A 15-year-old girl is brought to the emergency department after a suicide attempt. The patient has a history of depression, and 12 hours ago she ingested 30 tablets of one of her father's medications. He has a history of hypertension and coronary artery disease. The patient has no other medical conditions and does not use alcohol or illicit drugs. Upon arrival, she has nausea, upper abdominal discomfort, and ringing in the ears. Temperature is 38.1 C (100.5 F), blood pressure is 120/76 mm Hg, pulse is 115/min, and respirations are 26/min. Physical examination is otherwise unremarkable. Which of the following sets of findings are most likely to be observed on arterial blood gas analysis in this patient?
This patient has tinnitus, fever, tachypnea, nausea, and gastrointestinal irritation after a medication overdose. This scenario is highly suggestive of salicylate intoxication (eg, due to aspirin that her father takes for coronary artery disease). Acute salicylate toxicity usually presents with a mixed acid-base disturbance.
Primary respiratory alkalosis develops shortly after ingestion because salicylates directly stimulate the medullary respiratory center, resulting in increased ventilation and low PaCO2 (<40 mm Hg).
Primary anion gap metabolic acidosis develops after several hours because toxic salicylate levels inhibit oxidative phosphorylation. This results in the accumulation of unmeasured organic acids (eg, ketoacids, lactate) in the blood, which causes low serum HCO3− (<24 mEq/L) and increases the anion gap.

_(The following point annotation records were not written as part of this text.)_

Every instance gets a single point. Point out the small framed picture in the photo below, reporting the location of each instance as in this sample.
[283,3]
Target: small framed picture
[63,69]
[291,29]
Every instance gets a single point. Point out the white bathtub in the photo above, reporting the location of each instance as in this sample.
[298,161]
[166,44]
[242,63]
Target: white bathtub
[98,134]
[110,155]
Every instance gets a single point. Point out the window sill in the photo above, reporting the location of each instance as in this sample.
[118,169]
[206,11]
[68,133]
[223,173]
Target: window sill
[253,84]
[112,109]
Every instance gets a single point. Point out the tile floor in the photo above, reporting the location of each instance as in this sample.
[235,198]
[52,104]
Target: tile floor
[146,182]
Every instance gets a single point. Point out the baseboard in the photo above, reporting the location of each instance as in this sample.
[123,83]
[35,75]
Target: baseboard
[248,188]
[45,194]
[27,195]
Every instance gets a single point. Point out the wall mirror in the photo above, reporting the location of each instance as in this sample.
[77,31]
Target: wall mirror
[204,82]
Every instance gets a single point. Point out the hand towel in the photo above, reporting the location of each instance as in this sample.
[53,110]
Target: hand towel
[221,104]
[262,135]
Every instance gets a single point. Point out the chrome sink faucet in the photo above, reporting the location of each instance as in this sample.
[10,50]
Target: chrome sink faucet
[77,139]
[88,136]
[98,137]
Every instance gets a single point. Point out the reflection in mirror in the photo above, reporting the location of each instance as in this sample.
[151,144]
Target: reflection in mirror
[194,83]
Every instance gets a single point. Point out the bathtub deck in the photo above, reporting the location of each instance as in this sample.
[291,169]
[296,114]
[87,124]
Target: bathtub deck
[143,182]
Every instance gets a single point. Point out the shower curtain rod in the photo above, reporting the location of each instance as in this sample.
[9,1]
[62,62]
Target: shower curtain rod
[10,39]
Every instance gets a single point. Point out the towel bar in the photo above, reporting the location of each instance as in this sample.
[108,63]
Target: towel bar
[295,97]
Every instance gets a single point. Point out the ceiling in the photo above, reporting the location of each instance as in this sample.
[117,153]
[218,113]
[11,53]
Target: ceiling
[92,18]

The mixed disturbance can be recognized by inappropriate compensation for one of the primary disturbances. Using Winters' formula for the values in the correct answer, expected compensation for serum HCO3− of 14 mEq/L is PaCO2 of ~29 mm Hg (14 × 1.5 + 8 ± 2 = 29 ± 2); the actual PaCO2 of 23 mm Hg is lower and indicates a concomitant primary respiratory alkalosis. Working in the other direction, there should be minimal metabolic compensation for respiratory alkalosis (ie, minimal decrease in HCO3−) in the acute setting; therefore, the significantly decreased serum HCO3− of 14 mEq/L indicates a concomitant primary metabolic acidosis.
(Choice A) Low pH (<7.35) with low HCO3− and low PaCO2 is consistent with primary metabolic acidosis with respiratory compensation. PaCO2 of 27 mm Hg is appropriate compensation for HCO3− of 12 mEq/L (12 × 1.5 + 8 ± 2 = 26 ± 2), indicating the absence of an additional primary disturbance. Acute salicylate toxicity rarely presents with an isolated primary metabolic acidosis unless there is coingestion of a respiratory depressant (eg, opioids) that prevents the primary increase in respiratory drive.
(Choice B) Low pH with high PaCO2 is consistent with respiratory acidosis. Minimal increase in serum HCO3− above 24 mEq/L (minimal metabolic compensation) indicates the respiratory acidosis is acute, as would be expected with an acute opioid overdose.
(Choice C) These values are within normal limits and indicate an absence of acid-base disturbance.
(Choice E) pH within the normal range with high PaCO2 and high HCO3− is consistent with a mixed primary respiratory acidosis and primary metabolic alkalosis, which would be expected with an opioid overdose in a patient who also had severe vomiting.
Educational objective:
Acute salicylate intoxication should be suspected in patients with the triad of tinnitus, fever, and tachypnea. It usually causes a mixed primary respiratory alkalosis and primary metabolic acidosis with arterial pH often within the normal range.